Violence Online Festival
It tends to read rather glibly but you have to agree with Agricola de Cologne: "Violence was never more popular than today." A curator and media artist, Agricola de Cologne is the prime mover behind the Violence art project, an online festival reflecting the phenomenon of violence.
Launched a year ago at the multi-disciplinary art and media festival Violens Festival Tabor, in the Czech Republic, Version 8.0 is the latest instalment. It coincides with three physical events in August, namely Sao Paulo's FILE 2003 electronic language festival (August 14 - 24), the Nonetart Festival in Argentina (August 15 - 27) and a curated event at the Royal Gardens in Copenhagen.
The site offers over 300 artistic meditations on the phenomenon of violence, the various projects representing 42 countries - curiously enough there has been no South African participant yet. The project has been awarded a special prize by the organisation committee of the Computer Space Festival, and is featured on Blogwork, the website for the 50th Venice Biennale www.labiennale.org/blogwork.
In essence, the project is aimed at promoting dialogue. "Violence is an expression of speechlessness, of lack of communication.," this ever-expanding project offering strategies for communication, dialogue and networking.
"I'd like to apologise for all this..." writes a silhouetted artist, bashing away at his computer. Keywords of his thoughts stream up to the right ... eating, fat, apologies, bed, women, fly ... Clicking on to any of them takes one to a page which explores that word visually.
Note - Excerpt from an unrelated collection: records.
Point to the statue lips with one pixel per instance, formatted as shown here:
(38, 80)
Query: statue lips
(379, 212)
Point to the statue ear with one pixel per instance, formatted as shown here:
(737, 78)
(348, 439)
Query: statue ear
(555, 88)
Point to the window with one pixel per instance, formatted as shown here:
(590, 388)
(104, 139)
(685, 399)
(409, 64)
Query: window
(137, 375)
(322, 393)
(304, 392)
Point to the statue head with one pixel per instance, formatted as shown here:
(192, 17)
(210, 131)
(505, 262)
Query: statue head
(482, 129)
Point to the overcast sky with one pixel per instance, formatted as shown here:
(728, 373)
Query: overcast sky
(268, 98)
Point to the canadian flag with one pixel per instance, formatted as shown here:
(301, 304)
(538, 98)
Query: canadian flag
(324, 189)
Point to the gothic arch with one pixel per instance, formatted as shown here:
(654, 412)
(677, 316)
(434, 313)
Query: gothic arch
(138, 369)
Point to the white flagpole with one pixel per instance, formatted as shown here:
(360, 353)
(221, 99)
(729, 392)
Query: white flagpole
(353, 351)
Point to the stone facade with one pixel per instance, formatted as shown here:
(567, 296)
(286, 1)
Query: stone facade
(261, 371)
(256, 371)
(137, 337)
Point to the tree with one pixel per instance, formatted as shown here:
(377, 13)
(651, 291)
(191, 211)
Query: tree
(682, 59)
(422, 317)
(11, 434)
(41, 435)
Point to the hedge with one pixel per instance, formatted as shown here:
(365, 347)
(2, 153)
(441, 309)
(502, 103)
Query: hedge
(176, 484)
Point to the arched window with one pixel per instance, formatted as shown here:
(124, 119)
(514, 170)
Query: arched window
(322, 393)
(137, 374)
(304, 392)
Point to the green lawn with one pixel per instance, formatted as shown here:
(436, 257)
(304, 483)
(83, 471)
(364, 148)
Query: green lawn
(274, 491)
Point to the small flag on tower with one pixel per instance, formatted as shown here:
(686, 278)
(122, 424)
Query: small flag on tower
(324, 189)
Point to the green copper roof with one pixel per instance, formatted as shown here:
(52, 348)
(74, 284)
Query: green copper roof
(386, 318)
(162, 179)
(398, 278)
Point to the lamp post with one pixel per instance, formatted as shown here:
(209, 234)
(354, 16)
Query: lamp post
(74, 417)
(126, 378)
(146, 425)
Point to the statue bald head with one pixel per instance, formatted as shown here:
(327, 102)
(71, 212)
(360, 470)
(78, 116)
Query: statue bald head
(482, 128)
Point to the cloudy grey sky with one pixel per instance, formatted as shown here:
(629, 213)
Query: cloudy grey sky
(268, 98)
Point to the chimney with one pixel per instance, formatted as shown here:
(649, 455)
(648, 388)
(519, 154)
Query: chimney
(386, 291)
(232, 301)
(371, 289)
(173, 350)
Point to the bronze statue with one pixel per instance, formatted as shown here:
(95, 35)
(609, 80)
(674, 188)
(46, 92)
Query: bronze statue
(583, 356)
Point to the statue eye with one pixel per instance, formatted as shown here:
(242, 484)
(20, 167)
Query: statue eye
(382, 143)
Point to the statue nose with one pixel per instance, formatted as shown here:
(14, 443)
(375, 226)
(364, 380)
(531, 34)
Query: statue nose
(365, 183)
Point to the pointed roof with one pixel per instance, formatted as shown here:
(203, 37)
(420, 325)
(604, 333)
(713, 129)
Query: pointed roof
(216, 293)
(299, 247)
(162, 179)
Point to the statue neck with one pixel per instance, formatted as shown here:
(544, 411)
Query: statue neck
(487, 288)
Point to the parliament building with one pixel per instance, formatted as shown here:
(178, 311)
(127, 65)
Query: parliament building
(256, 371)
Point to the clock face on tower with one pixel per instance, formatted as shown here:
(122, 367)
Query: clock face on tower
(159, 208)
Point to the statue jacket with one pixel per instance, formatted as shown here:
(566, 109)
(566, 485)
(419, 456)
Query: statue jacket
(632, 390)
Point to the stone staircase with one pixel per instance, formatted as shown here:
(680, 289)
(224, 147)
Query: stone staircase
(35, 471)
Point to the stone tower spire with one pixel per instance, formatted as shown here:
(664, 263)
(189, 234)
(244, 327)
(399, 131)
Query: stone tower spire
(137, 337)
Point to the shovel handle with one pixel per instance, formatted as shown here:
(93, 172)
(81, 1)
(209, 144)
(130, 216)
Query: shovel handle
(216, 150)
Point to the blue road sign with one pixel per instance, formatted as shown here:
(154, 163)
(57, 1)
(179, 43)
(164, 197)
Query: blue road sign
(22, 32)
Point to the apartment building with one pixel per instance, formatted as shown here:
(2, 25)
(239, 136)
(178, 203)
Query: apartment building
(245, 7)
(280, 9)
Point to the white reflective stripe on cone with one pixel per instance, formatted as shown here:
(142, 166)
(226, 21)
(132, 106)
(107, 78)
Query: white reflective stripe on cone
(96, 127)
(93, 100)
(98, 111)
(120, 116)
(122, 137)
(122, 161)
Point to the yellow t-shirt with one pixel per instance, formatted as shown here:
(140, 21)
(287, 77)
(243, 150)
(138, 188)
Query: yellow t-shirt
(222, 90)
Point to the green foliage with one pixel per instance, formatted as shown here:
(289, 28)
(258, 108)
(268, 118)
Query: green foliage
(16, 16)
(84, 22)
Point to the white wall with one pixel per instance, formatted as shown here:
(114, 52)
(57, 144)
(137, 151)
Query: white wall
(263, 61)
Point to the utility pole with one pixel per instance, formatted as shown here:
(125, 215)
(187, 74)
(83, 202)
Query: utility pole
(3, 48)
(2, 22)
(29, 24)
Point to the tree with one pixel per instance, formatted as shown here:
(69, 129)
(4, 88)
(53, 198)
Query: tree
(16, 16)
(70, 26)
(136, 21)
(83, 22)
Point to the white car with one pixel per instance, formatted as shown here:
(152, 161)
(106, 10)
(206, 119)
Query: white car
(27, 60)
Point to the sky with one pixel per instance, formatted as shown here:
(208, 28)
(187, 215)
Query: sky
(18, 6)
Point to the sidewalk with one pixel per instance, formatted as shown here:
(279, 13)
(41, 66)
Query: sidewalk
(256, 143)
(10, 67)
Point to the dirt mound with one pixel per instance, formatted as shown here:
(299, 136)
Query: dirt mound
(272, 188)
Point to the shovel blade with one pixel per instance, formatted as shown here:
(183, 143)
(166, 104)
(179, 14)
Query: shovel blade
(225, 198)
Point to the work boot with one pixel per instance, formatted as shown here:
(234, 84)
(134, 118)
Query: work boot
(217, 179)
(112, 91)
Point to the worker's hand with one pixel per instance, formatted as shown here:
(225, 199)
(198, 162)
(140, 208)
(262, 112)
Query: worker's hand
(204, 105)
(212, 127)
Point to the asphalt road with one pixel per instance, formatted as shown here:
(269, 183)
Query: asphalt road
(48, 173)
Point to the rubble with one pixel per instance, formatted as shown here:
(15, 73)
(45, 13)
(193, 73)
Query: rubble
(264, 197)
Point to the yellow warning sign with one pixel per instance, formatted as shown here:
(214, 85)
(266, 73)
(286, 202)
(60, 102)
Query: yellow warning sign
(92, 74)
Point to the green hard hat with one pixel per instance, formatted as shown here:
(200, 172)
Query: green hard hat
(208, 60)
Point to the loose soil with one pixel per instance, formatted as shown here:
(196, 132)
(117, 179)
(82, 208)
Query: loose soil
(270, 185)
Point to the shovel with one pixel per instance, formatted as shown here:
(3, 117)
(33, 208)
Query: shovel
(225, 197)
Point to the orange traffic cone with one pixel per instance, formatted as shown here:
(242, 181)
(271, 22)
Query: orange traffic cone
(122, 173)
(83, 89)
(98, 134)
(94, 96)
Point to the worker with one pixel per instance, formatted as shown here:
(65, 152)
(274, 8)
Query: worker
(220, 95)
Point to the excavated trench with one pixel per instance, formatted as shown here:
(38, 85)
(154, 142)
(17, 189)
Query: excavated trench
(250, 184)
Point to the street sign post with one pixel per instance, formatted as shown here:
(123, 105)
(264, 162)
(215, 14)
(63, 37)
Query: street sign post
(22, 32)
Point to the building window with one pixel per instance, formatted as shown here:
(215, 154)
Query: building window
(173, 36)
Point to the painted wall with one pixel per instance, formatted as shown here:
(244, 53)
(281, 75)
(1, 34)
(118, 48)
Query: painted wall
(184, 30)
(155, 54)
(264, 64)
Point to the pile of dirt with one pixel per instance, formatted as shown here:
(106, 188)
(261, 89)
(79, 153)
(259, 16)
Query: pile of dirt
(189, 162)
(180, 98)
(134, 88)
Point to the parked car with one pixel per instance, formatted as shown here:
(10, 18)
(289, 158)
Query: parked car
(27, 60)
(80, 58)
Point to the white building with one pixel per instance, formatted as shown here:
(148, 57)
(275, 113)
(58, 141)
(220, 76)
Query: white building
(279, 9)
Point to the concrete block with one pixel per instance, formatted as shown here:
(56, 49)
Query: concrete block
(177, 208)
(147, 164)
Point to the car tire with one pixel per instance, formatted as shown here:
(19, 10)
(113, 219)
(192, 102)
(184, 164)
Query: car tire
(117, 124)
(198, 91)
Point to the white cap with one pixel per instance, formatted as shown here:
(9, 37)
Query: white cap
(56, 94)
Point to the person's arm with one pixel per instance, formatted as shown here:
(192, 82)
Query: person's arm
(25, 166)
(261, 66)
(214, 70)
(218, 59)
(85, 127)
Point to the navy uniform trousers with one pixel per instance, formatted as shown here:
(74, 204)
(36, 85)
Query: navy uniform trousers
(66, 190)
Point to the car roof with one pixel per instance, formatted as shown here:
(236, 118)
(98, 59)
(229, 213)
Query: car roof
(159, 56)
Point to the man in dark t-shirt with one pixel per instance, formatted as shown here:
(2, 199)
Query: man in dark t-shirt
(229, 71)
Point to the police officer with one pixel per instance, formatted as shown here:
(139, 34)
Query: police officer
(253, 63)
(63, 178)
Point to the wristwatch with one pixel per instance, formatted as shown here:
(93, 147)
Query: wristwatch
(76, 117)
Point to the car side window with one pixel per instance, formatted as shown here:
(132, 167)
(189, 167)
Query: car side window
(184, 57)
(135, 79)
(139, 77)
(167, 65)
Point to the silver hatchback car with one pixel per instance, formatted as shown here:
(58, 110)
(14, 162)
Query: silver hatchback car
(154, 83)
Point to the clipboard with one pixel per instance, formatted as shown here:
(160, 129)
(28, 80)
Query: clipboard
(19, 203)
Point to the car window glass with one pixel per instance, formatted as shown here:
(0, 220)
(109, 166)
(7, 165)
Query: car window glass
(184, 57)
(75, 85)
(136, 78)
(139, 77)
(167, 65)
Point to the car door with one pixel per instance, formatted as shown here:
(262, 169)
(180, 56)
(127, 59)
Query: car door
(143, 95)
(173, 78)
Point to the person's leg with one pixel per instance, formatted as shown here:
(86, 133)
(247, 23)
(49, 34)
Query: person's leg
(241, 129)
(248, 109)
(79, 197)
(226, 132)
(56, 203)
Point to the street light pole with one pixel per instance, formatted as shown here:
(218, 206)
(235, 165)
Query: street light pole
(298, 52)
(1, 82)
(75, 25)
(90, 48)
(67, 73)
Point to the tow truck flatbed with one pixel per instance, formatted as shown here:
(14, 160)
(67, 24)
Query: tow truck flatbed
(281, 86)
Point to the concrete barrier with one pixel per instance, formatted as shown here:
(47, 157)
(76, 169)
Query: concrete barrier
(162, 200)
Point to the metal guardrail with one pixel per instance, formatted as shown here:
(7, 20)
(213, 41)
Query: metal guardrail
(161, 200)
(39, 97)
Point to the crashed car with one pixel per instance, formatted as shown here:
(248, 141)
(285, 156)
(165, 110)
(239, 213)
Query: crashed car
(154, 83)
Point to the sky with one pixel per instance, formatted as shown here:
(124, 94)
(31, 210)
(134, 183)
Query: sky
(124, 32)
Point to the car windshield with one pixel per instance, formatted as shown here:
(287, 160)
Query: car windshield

Try roots, for example. The silhouetted artists is now huddled on the floor, and roots starting from the opposite side of the screen move inexorably towards him. Mouse him elsewhere, and the roots follow him. Choosing fly draws us into a discussion about whether or not flies should be swatted. The artist's solution: to squash them slightly and spend the rest of the day feeling guilty. Viewers are invited to enter this ethical dilemma, and many have, and their replies are on site.
Verdict: A rich and idiosyncratic site of 105 pages, with many diverting byways. The artist does not reveal his identity, but the site, set up in 1998. is supported by the Netherlands Foundation for Fine Arts, Design and Architecture.